# Convolutional Neural Networks

With the basic principles of multi-layer perceptrons understood, extending the same ideas to convolution relies on understanding that to a convolutional filter, a single sample can actually be multiple input samples that the discrete optimizer has to work with.

In dealing with convolutions, we can consider each subsampled region to be a legitimate source of blame for any dodgy assessment made by the network itself. For absolute simplicity (and to save time running this) - we will assume there is a single 5-by-5 convolutional filter with stride of 1 moving across a 28-by-28 MNIST image.

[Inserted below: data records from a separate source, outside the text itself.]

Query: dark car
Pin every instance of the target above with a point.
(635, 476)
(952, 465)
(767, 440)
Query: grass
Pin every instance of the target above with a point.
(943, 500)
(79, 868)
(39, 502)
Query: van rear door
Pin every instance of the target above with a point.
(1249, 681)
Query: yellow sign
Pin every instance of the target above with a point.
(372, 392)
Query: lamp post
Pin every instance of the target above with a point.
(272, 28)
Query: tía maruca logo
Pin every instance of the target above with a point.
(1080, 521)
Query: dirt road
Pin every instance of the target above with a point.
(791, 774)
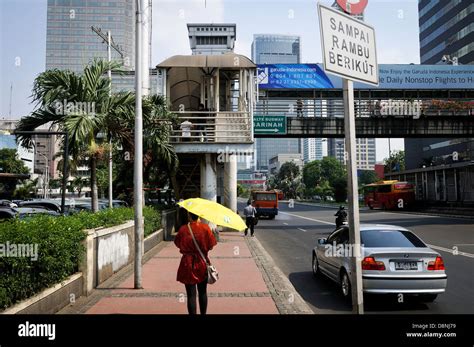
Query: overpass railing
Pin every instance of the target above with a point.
(212, 127)
(365, 108)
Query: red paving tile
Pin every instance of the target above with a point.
(216, 305)
(237, 273)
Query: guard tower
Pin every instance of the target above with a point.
(213, 97)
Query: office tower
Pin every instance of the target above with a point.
(70, 42)
(275, 49)
(443, 168)
(365, 152)
(446, 29)
(211, 39)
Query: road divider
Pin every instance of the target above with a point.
(307, 218)
(452, 251)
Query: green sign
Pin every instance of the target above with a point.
(275, 125)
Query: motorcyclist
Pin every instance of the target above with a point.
(341, 216)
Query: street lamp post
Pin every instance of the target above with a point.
(138, 157)
(110, 45)
(45, 176)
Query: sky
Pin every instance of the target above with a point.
(23, 37)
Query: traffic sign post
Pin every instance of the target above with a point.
(275, 125)
(349, 51)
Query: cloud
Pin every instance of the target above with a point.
(170, 19)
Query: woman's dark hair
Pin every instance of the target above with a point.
(193, 216)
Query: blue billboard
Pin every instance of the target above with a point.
(391, 76)
(291, 76)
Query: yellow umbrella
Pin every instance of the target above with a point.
(214, 212)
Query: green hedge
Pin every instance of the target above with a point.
(59, 248)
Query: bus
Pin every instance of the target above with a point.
(389, 195)
(266, 203)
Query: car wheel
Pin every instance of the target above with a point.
(315, 266)
(428, 297)
(346, 286)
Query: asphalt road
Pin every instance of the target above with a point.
(291, 236)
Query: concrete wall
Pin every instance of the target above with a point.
(108, 250)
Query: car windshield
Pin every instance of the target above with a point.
(390, 238)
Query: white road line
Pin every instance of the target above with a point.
(469, 255)
(314, 220)
(449, 250)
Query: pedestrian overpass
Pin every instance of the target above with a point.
(410, 101)
(216, 100)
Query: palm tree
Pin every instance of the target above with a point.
(111, 116)
(82, 106)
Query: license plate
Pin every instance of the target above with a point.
(406, 265)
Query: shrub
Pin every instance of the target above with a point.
(59, 247)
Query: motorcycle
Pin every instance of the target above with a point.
(341, 218)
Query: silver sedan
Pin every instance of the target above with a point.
(394, 260)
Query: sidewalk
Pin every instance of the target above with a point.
(249, 283)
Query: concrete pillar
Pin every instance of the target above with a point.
(230, 183)
(208, 177)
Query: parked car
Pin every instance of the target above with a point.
(24, 212)
(115, 203)
(394, 260)
(52, 205)
(7, 203)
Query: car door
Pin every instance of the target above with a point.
(340, 255)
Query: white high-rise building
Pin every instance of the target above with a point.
(211, 39)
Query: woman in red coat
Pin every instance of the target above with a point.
(192, 271)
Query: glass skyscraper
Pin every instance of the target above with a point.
(446, 28)
(70, 42)
(275, 49)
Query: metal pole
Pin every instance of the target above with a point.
(109, 56)
(65, 172)
(353, 198)
(138, 159)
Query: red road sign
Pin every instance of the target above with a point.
(353, 6)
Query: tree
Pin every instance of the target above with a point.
(26, 190)
(340, 189)
(82, 106)
(395, 162)
(312, 174)
(288, 170)
(77, 184)
(367, 177)
(323, 189)
(321, 176)
(9, 163)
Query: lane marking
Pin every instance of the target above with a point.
(469, 255)
(312, 219)
(449, 250)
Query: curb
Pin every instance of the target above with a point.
(432, 214)
(285, 296)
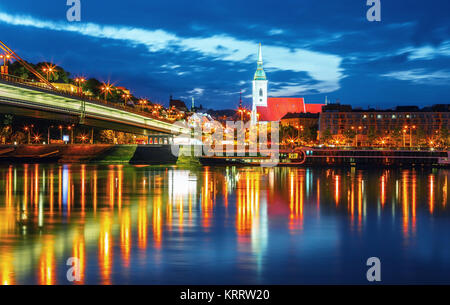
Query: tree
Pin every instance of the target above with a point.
(92, 86)
(107, 136)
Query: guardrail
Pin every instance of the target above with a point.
(80, 96)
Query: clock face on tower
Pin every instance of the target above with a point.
(259, 90)
(260, 93)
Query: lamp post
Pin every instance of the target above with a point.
(126, 96)
(48, 134)
(27, 129)
(410, 134)
(80, 81)
(6, 59)
(142, 102)
(49, 69)
(71, 133)
(106, 89)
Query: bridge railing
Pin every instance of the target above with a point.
(18, 80)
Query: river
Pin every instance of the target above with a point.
(129, 224)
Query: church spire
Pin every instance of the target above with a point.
(260, 55)
(260, 74)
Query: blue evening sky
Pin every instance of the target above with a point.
(207, 49)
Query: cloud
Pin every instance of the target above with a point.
(421, 76)
(273, 32)
(321, 67)
(197, 91)
(427, 52)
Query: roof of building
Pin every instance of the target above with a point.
(348, 108)
(299, 115)
(278, 107)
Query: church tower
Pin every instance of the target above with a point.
(259, 91)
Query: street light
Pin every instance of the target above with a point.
(106, 89)
(80, 81)
(6, 58)
(126, 96)
(142, 102)
(49, 70)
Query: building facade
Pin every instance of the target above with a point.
(270, 109)
(300, 120)
(402, 126)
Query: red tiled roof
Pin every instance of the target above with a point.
(278, 107)
(314, 108)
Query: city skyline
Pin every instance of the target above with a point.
(208, 51)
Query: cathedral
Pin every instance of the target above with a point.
(267, 109)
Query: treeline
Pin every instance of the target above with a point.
(90, 86)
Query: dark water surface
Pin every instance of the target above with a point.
(224, 225)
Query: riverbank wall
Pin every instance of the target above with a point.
(80, 153)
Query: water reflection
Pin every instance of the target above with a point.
(107, 216)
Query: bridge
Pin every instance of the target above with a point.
(36, 100)
(43, 100)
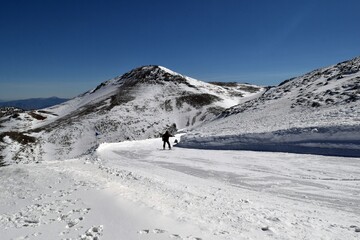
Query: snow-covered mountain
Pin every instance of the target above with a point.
(33, 103)
(140, 104)
(318, 112)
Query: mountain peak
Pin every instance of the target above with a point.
(152, 74)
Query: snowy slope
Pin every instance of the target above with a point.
(140, 104)
(318, 112)
(132, 190)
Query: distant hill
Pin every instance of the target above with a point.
(33, 103)
(139, 104)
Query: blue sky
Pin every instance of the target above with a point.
(64, 48)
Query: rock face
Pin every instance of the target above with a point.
(318, 112)
(140, 104)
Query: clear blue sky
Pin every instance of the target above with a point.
(66, 47)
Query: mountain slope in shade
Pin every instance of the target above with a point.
(33, 103)
(318, 112)
(140, 104)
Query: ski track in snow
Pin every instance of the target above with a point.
(132, 190)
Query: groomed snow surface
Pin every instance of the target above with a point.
(136, 190)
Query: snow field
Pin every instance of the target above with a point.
(136, 190)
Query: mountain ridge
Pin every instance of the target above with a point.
(139, 104)
(317, 112)
(33, 103)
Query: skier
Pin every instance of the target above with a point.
(165, 138)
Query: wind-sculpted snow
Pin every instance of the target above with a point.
(333, 141)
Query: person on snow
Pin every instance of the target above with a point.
(165, 138)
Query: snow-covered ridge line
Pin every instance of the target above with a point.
(139, 104)
(326, 99)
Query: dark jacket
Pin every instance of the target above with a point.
(166, 136)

In this case, we expect 24 * 24 outputs which can then be fed into an ordinary perceptron to train.

We'll begin by implementing the convolutional filter and its forward/backward passes:

In [None]:
from scipy.signal import convolve2d
import numpy as np

# We'll assume that the input is correctly folded into 2D
def conv_forward(filter,bias,x):
    out = convolve2d(x,filter).flatten()
    return np.sign(out - bias)

def conv_blame(x, false_pos, false_neg, filter, bias, filter_blame, bias_blame, filter_thres, bias_thres):

    for idx, i in enumerate(false_pos):

        # A less lazy person would generalize this for all possible convolution
        if i:
            row = idx // 24
            col = idx % 24
            sample = x[row:row+5,col:col+5]
            filter_blame += abs(sample + filter) // 2 # If contributed to FP, blame it!
            bias_blame[idx] += 1 # increment bias blame

    for idx, i in enumerate(false_neg):

        if i:
            row = idx // 24
            col = idx % 24
            sample = x[row:row+5,col:col+5]
            filter_blame += 1 - (abs(sample + filter) // 2) # Opposite is true if contributed to FN
            bias_blame[idx] -= 1 # decrement bias blame

    # Flip weights where appropriate
    filter_blame_bool = filter_blame >= filter_thres
    if filter_blame_bool.any():

        for i in range(np.where(filter_blame_bool)):
            filter[i//5,i%5] *= -1
            filter_blame[i//5,i%5] = 0

    # Increment/decrement bias where appropriate
    bias_blame = np.abs(bias_blame) >= bias_thres
    if bias_blame.any():

        for i in range(np.where(bias_blame)):

            if np.abs(bias_blame[i]) > 0:
                bias += 1
            else:
                bias -= 1

            bias_blame[i] = 0

    return filter, bias, filter_blame, bias_blame
        

We can now add all of the original boilerplate from the previous two chapters and write up the final network to examine the performance of our proposed convolutional neural network optimization.

In [None]:
import tensorflow as tf

# Load MNIST data
(x_train, y_train), (x_test, y_test) = tf.keras.datasets.mnist.load_data()

THRESHOLD = 128

# Full data conversion
x_train = ((x_train > THRESHOLD)*2 - 1)
x_test = ((x_test > THRESHOLD)*2 - 1)
y_train = tf.one_hot(y_train,depth=10)*2 - 1
y_test = tf.one_hot(y_test,depth=10)*2 - 1


# Set seed for reproducability
SEED = 1337
np.random.seed(SEED)

# Feedforward one sample
def forward(W,b,x):
    return np.sign(x@W-b)

def compute_fpfn(z,zhat):
       # Binarize inputs
    z = z > 0
    zhat = zhat > 0

    # Compute where there are false positives and false negatives
    false_pos = np.logical_and(zhat,np.logical_not(z))
    false_neg = np.logical_and(np.logical_not(zhat),z)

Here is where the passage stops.